Rather than re-start my blog with anecdotes of the beginnings of my life at University (to sum it all up - awesome) I thought I could start with something a bit more interesting. Last night, me and my friends decided to brave the increasingly cold weather to visit a local funfair on Englefield Green. If you don't know the area I'm living in, its simply like old countryside England. There is a green with cricketers, and a pub overlooking it. I'm sure if I got up early enough I could go out there in the morning and find merry old people cycling past on flimsy bicylces, wishing everyone a good morrow. Anyway, suffice to say it is extremely idyllic.

So to then find tucked into the green, a lit up tiny funfair, pretty much explodes the stereotype-o-meter. For it to get even better is beyond expectations. And yet...

It was a Steam-Fair.

This means that rather than the usual rickety dangerous looking rides, countless stalls full of greasy undefined meat and squealing children, we are instead greeted with rickety, really dangerous looking rides, covered in paint and decoration, heavy oiled steel chugging out plumes of steam to keep it going. Colourful stalls full of undefined meat and sweets. It was fantastic. Even the squealing children were bearable. Everything is put into such proximity together, everything is covered in a glow, the slightly dull and warm yellow of old gas lamps and light bulbs. Old music blared out from unseen crackly speakers. The effect was such that it felt as if you had just walked calmly through time into another age. My sense of direction was shot to hell within seconds, as far as I was concerned there was nothing outside of this bubble of nostalgia. We bought tokens to use on machines that must be over double our own ages, not to win anything but instead for the sheer novelty. I fished for a duck, and in turn won a penguin named Albert. Or Alfred. It doesn't really matter, I got a bloody penguin.

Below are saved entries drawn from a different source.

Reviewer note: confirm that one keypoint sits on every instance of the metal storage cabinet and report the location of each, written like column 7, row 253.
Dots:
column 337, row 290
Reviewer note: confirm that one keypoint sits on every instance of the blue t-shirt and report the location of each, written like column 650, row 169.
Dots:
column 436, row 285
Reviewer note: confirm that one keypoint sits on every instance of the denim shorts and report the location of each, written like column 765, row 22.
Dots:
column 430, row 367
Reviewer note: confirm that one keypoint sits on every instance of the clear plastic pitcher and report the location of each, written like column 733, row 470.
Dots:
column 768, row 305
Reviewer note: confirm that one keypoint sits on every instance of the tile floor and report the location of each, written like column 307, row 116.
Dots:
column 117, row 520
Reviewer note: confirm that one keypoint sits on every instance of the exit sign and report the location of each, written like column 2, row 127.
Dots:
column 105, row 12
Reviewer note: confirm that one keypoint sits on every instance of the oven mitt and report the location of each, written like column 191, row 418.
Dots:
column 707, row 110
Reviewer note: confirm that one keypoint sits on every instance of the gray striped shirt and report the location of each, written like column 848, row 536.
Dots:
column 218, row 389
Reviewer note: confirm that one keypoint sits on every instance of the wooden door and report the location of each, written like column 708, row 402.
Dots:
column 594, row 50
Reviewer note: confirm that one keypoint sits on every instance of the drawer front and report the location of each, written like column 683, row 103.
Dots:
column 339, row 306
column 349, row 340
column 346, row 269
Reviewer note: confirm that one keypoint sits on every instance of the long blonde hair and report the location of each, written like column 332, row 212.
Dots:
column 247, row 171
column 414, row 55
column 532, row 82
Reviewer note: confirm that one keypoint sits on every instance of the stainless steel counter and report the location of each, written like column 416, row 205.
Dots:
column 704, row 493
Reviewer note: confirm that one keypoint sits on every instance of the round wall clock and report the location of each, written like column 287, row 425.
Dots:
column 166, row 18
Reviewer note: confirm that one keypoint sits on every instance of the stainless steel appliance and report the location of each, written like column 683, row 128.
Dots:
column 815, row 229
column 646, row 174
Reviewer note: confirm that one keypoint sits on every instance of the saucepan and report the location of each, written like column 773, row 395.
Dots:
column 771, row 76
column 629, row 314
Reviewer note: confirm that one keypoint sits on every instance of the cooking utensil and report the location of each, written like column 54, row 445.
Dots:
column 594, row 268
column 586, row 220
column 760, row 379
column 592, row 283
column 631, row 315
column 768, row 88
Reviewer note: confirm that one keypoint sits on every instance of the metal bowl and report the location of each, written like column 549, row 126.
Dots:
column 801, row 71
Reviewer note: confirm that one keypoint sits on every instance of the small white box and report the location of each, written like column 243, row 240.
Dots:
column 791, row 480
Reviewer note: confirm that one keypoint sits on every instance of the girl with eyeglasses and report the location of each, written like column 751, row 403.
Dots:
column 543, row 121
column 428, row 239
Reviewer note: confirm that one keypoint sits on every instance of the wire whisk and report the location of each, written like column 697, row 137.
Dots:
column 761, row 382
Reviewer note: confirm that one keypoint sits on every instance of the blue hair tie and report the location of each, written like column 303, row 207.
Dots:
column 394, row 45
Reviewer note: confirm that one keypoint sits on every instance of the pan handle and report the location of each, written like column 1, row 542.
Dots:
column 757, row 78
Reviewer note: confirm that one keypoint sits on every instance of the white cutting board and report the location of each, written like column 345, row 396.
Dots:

The friendliness around the carnival was infectious, except for one situation. My friend, on losing the fishing duck game, tried to fish for another duck. The man literally leaped over the fencing, grabbed the rod out of my friends hands and yelled "ONE DUCK ONLY!" into his face. We took the tiny rubbish frog and moved on. Quite clearly my friend had broken a cardinal carnie rule, and probably deserved what he got. I don't care, I won a penguin.

The other wondrous thing was seeing the small aforementioned squealing children. The looks of complete joy on their face bought a stark realisation that what they were experiencing would form the memories that would make it such a special experience when they returned at my age. I'm almost jealous that my memories were not of such a brilliant, surreal standard.

We stepped outside of our Victorian paradise only slightly, to view the fireworks. Me and my girlfriend then left and headed back to the halls, as it started to lightly drizzle with rain. The glow from the fair seemed to follow us all the way back, because now as I remember it, everything last night had that sepia-yellow tinge of warmth.

If the reason of coming to university is to prepare for the real world, I can't help feeling I have missed the point utterly.